In the context of unlabeled data, where class labels are unknown, we need a strategy to generate these triplets (anchor, positive, negative). One approach is to apply a random affine transformation to the anchor image, using the transformed image as the positive example. A different image is then randomly chosen as the negative example.

Experiment

Let me illustrate the potential of unsupervised pretraining for image classification through an experiment I conducted. This experiment served as my semester project for a Deep Learning class course I took with Yann LeCun at NYU last spring.

Dataset. The dataset comprised 128,000 labeled examples, evenly split between training and validation sets. Additionally, we had access to 512,000 unlabeled images. The dataset contained a total of 1,000 classes.
Unsupervised pre-training. We pretrained a AlexNet network for rotation classification using extensive data augmentation for 63 epochs. We adhered to the hyperparameters outlined in the original paper.
Classifier training. Features were extracted from the fourth convolutional layer, and three fully connected layers were added. These layers were randomly initialized and trained with a decreasing learning rate schedule. Early stopping was implemented to prevent overfitting.
Whole network fine-tuning. Finally, we fine-tuned the entire network using all labeled data. Both the pretrained feature extractor and the classifier, trained separately before, were fine-tuned together with a small learning rate for 15 epochs.

To understand the impact of training data size, we trained seven models, each using a different number of labeled training examples per class.

We achieved an 82% accuracy rate for the rotation classification pretraining task. For the classifier training phase, the top 5% accuracy plateaued around 46.24%, while fine-tuning the entire network yielded a final accuracy of 50.17%. By incorporating pretraining, we surpassed the performance of a solely supervised approach, which achieved 40% top 5 accuracy.

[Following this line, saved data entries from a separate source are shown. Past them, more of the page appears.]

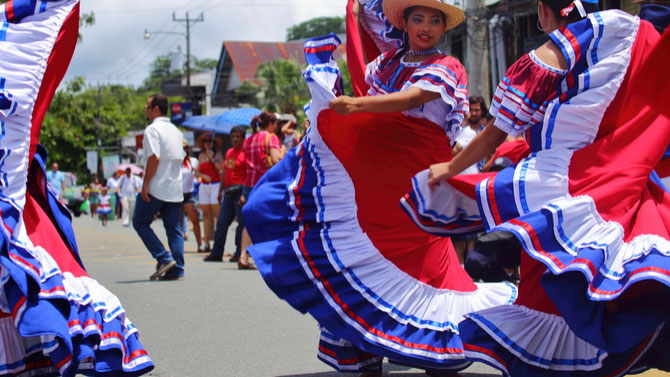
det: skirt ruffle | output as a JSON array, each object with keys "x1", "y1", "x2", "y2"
[{"x1": 0, "y1": 149, "x2": 153, "y2": 377}]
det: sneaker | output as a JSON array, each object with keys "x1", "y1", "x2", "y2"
[
  {"x1": 203, "y1": 254, "x2": 223, "y2": 262},
  {"x1": 150, "y1": 260, "x2": 177, "y2": 281},
  {"x1": 198, "y1": 243, "x2": 210, "y2": 253},
  {"x1": 159, "y1": 274, "x2": 184, "y2": 281}
]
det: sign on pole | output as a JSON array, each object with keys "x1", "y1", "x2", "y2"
[{"x1": 86, "y1": 151, "x2": 98, "y2": 173}]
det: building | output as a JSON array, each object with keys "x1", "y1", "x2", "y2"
[{"x1": 211, "y1": 39, "x2": 346, "y2": 109}]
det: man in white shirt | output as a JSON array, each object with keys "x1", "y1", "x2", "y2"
[
  {"x1": 133, "y1": 93, "x2": 185, "y2": 281},
  {"x1": 118, "y1": 167, "x2": 141, "y2": 227}
]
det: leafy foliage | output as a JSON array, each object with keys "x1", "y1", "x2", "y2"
[
  {"x1": 286, "y1": 16, "x2": 345, "y2": 41},
  {"x1": 139, "y1": 55, "x2": 178, "y2": 93},
  {"x1": 42, "y1": 78, "x2": 150, "y2": 180},
  {"x1": 255, "y1": 59, "x2": 310, "y2": 114}
]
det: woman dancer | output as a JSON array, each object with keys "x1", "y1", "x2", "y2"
[
  {"x1": 403, "y1": 1, "x2": 670, "y2": 375},
  {"x1": 242, "y1": 0, "x2": 516, "y2": 374},
  {"x1": 0, "y1": 1, "x2": 152, "y2": 375}
]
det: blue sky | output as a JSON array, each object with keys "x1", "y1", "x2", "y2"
[{"x1": 65, "y1": 0, "x2": 347, "y2": 88}]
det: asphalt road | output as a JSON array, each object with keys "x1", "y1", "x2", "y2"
[{"x1": 70, "y1": 213, "x2": 668, "y2": 377}]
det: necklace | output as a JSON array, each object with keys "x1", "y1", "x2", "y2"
[{"x1": 407, "y1": 47, "x2": 439, "y2": 56}]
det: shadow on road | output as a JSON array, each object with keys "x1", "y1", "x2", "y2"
[{"x1": 277, "y1": 362, "x2": 500, "y2": 377}]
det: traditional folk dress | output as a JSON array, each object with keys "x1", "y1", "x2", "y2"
[
  {"x1": 96, "y1": 195, "x2": 112, "y2": 215},
  {"x1": 242, "y1": 34, "x2": 517, "y2": 372},
  {"x1": 403, "y1": 10, "x2": 670, "y2": 376},
  {"x1": 0, "y1": 1, "x2": 153, "y2": 376}
]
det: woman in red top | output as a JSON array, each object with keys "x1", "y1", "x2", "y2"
[
  {"x1": 238, "y1": 111, "x2": 281, "y2": 269},
  {"x1": 203, "y1": 126, "x2": 248, "y2": 263},
  {"x1": 196, "y1": 133, "x2": 224, "y2": 253}
]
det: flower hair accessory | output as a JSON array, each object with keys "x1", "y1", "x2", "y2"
[{"x1": 560, "y1": 0, "x2": 587, "y2": 17}]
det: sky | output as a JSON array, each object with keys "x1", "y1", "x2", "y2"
[{"x1": 65, "y1": 0, "x2": 348, "y2": 88}]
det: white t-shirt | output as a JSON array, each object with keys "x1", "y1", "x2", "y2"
[
  {"x1": 143, "y1": 117, "x2": 185, "y2": 202},
  {"x1": 118, "y1": 174, "x2": 141, "y2": 198},
  {"x1": 182, "y1": 156, "x2": 199, "y2": 194},
  {"x1": 455, "y1": 126, "x2": 480, "y2": 175},
  {"x1": 106, "y1": 176, "x2": 120, "y2": 191}
]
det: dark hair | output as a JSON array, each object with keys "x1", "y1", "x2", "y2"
[
  {"x1": 400, "y1": 6, "x2": 447, "y2": 49},
  {"x1": 148, "y1": 93, "x2": 169, "y2": 116},
  {"x1": 539, "y1": 0, "x2": 599, "y2": 23},
  {"x1": 230, "y1": 126, "x2": 246, "y2": 138},
  {"x1": 250, "y1": 111, "x2": 277, "y2": 134},
  {"x1": 469, "y1": 96, "x2": 489, "y2": 118}
]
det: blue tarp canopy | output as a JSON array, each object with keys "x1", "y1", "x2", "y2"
[{"x1": 181, "y1": 108, "x2": 262, "y2": 134}]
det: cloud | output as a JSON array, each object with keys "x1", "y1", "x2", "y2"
[{"x1": 65, "y1": 0, "x2": 346, "y2": 88}]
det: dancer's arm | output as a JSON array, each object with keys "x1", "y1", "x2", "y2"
[
  {"x1": 329, "y1": 87, "x2": 441, "y2": 114},
  {"x1": 427, "y1": 125, "x2": 508, "y2": 189}
]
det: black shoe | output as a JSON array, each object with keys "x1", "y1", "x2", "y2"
[
  {"x1": 228, "y1": 256, "x2": 239, "y2": 263},
  {"x1": 203, "y1": 254, "x2": 223, "y2": 262},
  {"x1": 150, "y1": 260, "x2": 177, "y2": 281},
  {"x1": 159, "y1": 274, "x2": 184, "y2": 281}
]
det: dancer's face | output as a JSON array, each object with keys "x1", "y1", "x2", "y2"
[{"x1": 404, "y1": 7, "x2": 445, "y2": 52}]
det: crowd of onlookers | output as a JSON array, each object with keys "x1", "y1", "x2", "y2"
[{"x1": 48, "y1": 92, "x2": 524, "y2": 282}]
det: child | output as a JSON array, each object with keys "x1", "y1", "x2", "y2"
[{"x1": 96, "y1": 187, "x2": 112, "y2": 226}]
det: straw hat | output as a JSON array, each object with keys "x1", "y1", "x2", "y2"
[
  {"x1": 195, "y1": 133, "x2": 222, "y2": 150},
  {"x1": 383, "y1": 0, "x2": 465, "y2": 32}
]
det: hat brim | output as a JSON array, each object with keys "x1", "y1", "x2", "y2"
[
  {"x1": 195, "y1": 133, "x2": 223, "y2": 150},
  {"x1": 383, "y1": 0, "x2": 466, "y2": 32}
]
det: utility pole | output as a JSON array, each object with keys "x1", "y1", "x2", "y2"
[
  {"x1": 97, "y1": 84, "x2": 102, "y2": 178},
  {"x1": 465, "y1": 0, "x2": 491, "y2": 103},
  {"x1": 172, "y1": 11, "x2": 204, "y2": 88}
]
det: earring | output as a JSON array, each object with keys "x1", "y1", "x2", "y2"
[{"x1": 536, "y1": 18, "x2": 550, "y2": 32}]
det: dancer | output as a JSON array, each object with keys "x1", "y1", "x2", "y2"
[
  {"x1": 97, "y1": 187, "x2": 112, "y2": 226},
  {"x1": 242, "y1": 0, "x2": 516, "y2": 374},
  {"x1": 0, "y1": 1, "x2": 153, "y2": 375},
  {"x1": 403, "y1": 1, "x2": 670, "y2": 375}
]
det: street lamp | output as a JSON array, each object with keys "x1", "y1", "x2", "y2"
[{"x1": 143, "y1": 29, "x2": 187, "y2": 81}]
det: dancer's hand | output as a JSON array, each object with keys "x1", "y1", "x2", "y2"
[
  {"x1": 329, "y1": 96, "x2": 360, "y2": 115},
  {"x1": 427, "y1": 162, "x2": 455, "y2": 190}
]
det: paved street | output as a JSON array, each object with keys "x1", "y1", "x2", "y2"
[{"x1": 71, "y1": 214, "x2": 668, "y2": 377}]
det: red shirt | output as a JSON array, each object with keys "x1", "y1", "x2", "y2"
[
  {"x1": 224, "y1": 147, "x2": 246, "y2": 187},
  {"x1": 243, "y1": 131, "x2": 281, "y2": 186}
]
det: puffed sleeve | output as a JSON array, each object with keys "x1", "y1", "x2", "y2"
[
  {"x1": 490, "y1": 52, "x2": 565, "y2": 137},
  {"x1": 408, "y1": 56, "x2": 469, "y2": 138}
]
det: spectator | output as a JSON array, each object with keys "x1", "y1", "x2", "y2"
[
  {"x1": 118, "y1": 167, "x2": 141, "y2": 227},
  {"x1": 133, "y1": 93, "x2": 185, "y2": 281},
  {"x1": 195, "y1": 132, "x2": 224, "y2": 253},
  {"x1": 181, "y1": 139, "x2": 202, "y2": 248},
  {"x1": 452, "y1": 95, "x2": 488, "y2": 174},
  {"x1": 277, "y1": 113, "x2": 301, "y2": 152},
  {"x1": 46, "y1": 162, "x2": 66, "y2": 199},
  {"x1": 87, "y1": 174, "x2": 102, "y2": 218},
  {"x1": 106, "y1": 171, "x2": 121, "y2": 219},
  {"x1": 204, "y1": 126, "x2": 247, "y2": 263},
  {"x1": 238, "y1": 111, "x2": 281, "y2": 269}
]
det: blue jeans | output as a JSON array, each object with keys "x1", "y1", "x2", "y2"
[
  {"x1": 211, "y1": 189, "x2": 244, "y2": 258},
  {"x1": 133, "y1": 194, "x2": 184, "y2": 277}
]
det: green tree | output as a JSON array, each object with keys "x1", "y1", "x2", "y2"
[
  {"x1": 255, "y1": 59, "x2": 310, "y2": 114},
  {"x1": 42, "y1": 77, "x2": 149, "y2": 180},
  {"x1": 286, "y1": 16, "x2": 345, "y2": 41},
  {"x1": 192, "y1": 57, "x2": 218, "y2": 72},
  {"x1": 139, "y1": 55, "x2": 178, "y2": 92}
]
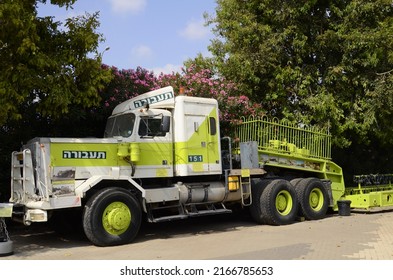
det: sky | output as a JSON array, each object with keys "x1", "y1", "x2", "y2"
[{"x1": 37, "y1": 0, "x2": 217, "y2": 74}]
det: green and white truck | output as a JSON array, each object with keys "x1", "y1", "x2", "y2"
[{"x1": 7, "y1": 86, "x2": 393, "y2": 246}]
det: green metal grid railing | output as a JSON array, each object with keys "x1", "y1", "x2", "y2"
[{"x1": 234, "y1": 116, "x2": 331, "y2": 160}]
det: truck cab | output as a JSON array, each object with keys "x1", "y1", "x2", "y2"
[
  {"x1": 10, "y1": 86, "x2": 236, "y2": 246},
  {"x1": 104, "y1": 86, "x2": 223, "y2": 179}
]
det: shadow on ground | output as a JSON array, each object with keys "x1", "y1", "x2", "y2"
[{"x1": 4, "y1": 208, "x2": 257, "y2": 257}]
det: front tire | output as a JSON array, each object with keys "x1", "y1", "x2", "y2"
[{"x1": 83, "y1": 187, "x2": 142, "y2": 246}]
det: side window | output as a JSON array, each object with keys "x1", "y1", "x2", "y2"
[
  {"x1": 209, "y1": 117, "x2": 217, "y2": 136},
  {"x1": 138, "y1": 117, "x2": 166, "y2": 137}
]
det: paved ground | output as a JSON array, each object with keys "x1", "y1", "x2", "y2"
[{"x1": 1, "y1": 209, "x2": 393, "y2": 260}]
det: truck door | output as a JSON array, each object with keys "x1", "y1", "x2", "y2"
[
  {"x1": 185, "y1": 113, "x2": 221, "y2": 174},
  {"x1": 134, "y1": 112, "x2": 173, "y2": 178}
]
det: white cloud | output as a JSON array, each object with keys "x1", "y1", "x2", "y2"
[
  {"x1": 179, "y1": 19, "x2": 209, "y2": 41},
  {"x1": 108, "y1": 0, "x2": 147, "y2": 14},
  {"x1": 131, "y1": 45, "x2": 153, "y2": 60},
  {"x1": 151, "y1": 64, "x2": 182, "y2": 75}
]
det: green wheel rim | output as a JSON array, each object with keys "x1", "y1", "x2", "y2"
[
  {"x1": 275, "y1": 190, "x2": 293, "y2": 216},
  {"x1": 102, "y1": 201, "x2": 131, "y2": 235},
  {"x1": 309, "y1": 188, "x2": 324, "y2": 211}
]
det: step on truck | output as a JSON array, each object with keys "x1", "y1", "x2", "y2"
[{"x1": 7, "y1": 86, "x2": 393, "y2": 246}]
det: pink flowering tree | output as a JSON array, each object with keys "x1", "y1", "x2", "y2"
[
  {"x1": 99, "y1": 65, "x2": 159, "y2": 114},
  {"x1": 156, "y1": 64, "x2": 264, "y2": 134}
]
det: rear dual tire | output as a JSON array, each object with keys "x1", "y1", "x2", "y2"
[
  {"x1": 250, "y1": 177, "x2": 329, "y2": 225},
  {"x1": 250, "y1": 179, "x2": 298, "y2": 225}
]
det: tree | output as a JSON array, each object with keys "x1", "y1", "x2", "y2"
[
  {"x1": 207, "y1": 0, "x2": 393, "y2": 147},
  {"x1": 156, "y1": 61, "x2": 264, "y2": 134},
  {"x1": 100, "y1": 66, "x2": 160, "y2": 114},
  {"x1": 0, "y1": 0, "x2": 112, "y2": 125},
  {"x1": 0, "y1": 0, "x2": 113, "y2": 201}
]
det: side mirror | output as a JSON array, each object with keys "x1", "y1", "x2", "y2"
[{"x1": 160, "y1": 116, "x2": 170, "y2": 133}]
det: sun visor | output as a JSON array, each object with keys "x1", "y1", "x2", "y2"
[{"x1": 112, "y1": 86, "x2": 175, "y2": 115}]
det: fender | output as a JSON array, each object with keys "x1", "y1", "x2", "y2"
[{"x1": 74, "y1": 175, "x2": 146, "y2": 199}]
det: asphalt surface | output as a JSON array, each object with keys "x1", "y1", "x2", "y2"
[{"x1": 1, "y1": 208, "x2": 393, "y2": 260}]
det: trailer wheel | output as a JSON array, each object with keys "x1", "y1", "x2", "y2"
[
  {"x1": 295, "y1": 178, "x2": 328, "y2": 220},
  {"x1": 260, "y1": 179, "x2": 298, "y2": 225},
  {"x1": 83, "y1": 187, "x2": 142, "y2": 246}
]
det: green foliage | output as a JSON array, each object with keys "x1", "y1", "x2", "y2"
[
  {"x1": 207, "y1": 0, "x2": 393, "y2": 147},
  {"x1": 0, "y1": 0, "x2": 113, "y2": 200},
  {"x1": 0, "y1": 0, "x2": 112, "y2": 125}
]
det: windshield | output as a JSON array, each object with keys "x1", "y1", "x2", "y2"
[{"x1": 104, "y1": 113, "x2": 136, "y2": 137}]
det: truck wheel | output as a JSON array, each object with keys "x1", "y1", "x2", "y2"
[
  {"x1": 83, "y1": 187, "x2": 142, "y2": 246},
  {"x1": 260, "y1": 179, "x2": 298, "y2": 225},
  {"x1": 249, "y1": 179, "x2": 271, "y2": 224},
  {"x1": 295, "y1": 178, "x2": 329, "y2": 220}
]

As anticipated, the validation accuracy decreased as the amount of labeled training data decreased. However, this performance drop was less pronounced than what is typically observed in purely supervised settings. For instance, reducing the training data by 50% (from 64 to 32 examples per class) resulted in only a 15% decrease in validation accuracy.

Remarkably, our semi-supervised model, trained on only 32 examples per class, outperformed the supervised model trained on 64 examples per class. These findings provide compelling evidence for the potential of semi-supervised approaches in image classification, particularly when dealing with limited labeled datasets.

Conclusion

Unsupervised learning is a powerful paradigm that can significantly enhance performance when working with limited labeled data. Despite being a relatively nascent field, unsupervised learning is poised to gain increasing traction in computer vision. This growth will be driven by its ability to learn from abundant and easily accessible unlabeled data, paving the way for more efficient and effective learning in the future.